Letzten Dienstag wurde das Konzert dann aber nachgeholt. Immerhin! Sänger Mike Kerr entschuldigte sich auch schon nach dem ersten Song für das geplatzte Konzert und fügte an: “We were all shitting and puking our guts out backstage”. So genau wollten wir das natürlich alle (nicht) wissen.

Das Konzert wurde dann sehr rasch zum Weihnachtsfest erklärt. Mit dem Weihnachtslied “Carol of the Bells” marschierten Mike und Schlagzeuger Ben auf die Bühne und liessen sich so richtig feiern. Das tun die beiden ja gern. Auch aus den hintersten Reihen war dies deutlich zu erkennen. Vielleicht schon ein bisschen zu deutlich?

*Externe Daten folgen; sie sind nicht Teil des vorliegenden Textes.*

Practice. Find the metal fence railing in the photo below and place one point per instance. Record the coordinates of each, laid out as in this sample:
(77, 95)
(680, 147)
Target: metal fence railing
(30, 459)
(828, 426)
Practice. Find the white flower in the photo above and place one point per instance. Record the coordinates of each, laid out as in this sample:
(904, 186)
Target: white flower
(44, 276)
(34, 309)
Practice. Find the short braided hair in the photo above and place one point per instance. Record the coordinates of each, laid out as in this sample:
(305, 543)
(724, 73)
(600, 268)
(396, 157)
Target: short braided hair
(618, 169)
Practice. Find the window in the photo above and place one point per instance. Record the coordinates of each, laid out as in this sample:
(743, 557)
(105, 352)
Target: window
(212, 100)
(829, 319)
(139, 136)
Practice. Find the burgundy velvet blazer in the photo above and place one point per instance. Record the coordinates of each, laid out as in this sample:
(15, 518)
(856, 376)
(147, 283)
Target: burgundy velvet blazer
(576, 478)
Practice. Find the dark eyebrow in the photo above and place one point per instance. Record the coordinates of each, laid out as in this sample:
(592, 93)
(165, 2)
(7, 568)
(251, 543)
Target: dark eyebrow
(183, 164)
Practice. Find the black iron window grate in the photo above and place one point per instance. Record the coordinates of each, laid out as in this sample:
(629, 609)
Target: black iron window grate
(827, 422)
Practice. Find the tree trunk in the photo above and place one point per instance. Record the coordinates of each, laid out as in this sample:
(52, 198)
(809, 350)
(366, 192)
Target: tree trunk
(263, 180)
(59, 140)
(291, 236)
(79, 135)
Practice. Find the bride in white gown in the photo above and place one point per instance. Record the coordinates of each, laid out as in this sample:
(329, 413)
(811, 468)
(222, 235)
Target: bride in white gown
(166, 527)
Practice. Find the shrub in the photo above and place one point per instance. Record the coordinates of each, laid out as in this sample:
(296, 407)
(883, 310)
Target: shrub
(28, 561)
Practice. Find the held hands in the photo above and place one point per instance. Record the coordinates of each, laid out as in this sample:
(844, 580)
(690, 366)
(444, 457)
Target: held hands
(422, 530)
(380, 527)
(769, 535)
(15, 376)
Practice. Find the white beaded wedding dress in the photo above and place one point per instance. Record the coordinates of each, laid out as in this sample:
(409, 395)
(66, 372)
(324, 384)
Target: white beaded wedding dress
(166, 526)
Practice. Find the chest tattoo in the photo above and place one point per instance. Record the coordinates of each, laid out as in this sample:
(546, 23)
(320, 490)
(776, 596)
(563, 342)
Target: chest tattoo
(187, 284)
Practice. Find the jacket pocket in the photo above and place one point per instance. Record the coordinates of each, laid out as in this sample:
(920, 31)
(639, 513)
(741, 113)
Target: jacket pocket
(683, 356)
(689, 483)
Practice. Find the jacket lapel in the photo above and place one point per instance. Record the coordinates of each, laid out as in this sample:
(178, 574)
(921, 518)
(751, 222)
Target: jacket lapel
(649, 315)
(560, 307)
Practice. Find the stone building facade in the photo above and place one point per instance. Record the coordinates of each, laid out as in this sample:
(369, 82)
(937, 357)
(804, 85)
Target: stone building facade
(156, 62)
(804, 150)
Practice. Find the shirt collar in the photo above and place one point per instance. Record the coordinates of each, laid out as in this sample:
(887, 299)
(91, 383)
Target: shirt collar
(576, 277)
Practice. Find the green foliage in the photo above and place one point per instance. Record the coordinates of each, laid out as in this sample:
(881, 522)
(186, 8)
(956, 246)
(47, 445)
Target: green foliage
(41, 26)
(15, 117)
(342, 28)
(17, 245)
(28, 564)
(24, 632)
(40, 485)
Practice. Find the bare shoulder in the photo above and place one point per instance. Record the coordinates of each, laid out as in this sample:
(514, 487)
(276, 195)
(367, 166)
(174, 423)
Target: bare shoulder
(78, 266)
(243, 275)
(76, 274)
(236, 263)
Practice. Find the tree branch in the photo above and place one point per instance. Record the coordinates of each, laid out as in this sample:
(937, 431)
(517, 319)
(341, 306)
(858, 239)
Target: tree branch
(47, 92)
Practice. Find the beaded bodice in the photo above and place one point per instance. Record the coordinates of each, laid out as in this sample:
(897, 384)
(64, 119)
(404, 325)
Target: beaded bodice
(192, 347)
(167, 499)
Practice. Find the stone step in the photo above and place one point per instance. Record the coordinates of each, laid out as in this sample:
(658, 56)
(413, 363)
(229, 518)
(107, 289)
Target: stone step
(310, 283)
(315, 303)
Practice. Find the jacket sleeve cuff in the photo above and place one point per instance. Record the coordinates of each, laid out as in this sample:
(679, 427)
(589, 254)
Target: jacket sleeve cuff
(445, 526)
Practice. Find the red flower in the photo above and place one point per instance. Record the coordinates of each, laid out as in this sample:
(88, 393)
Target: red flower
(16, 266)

Klar, ihre Art war es schon immer, wortkarg und etwas arrogant auf der Bühne zu stehen. So krass wie am Dienstag war das aber noch nie. Steigt ihnen der Ruhm langsam zu Kopf oder war das nur unser Eindruck des Abends?

Ein Indiz für Ersteres könnten die “Background-Sängerinnen” sein. Gott, haben die genervt! Zwei hübsche Frauen mit endlos langen Beinen in engen schwarzen Catsuits, die ihre Hüften das ganze Set durch von Seite zu Seite schwangen. Mehr als das haben sie nicht wirklich gemacht. Wohl mehr “eye candy” als musikalische Untermalung. Naja…

Eins bleibt jedoch zu sagen: Auch wenn uns Royal Blood am Dienstagabend mit ihrer Attitude nervten, musikalisch war’s wie immer top. Zunächst stellten sie das neue Album “How Did We Get So Dark” vor. Toll, die neuen Songs auch mal live zu hören. Als Zugaben gab’s dann noch ältere Klassiker wie “Out Of The Black” und “Figure It Out” zu hören. Auch hier hatten wir musikalisch nichts zu meckern.

Fazit: Solides Konzert. Aber für das nächste Mal, Jungs: Bitte mit einer besseren Attitude und ohne diese nervigen Weiber  auf der Bühne. Thank you! A-men.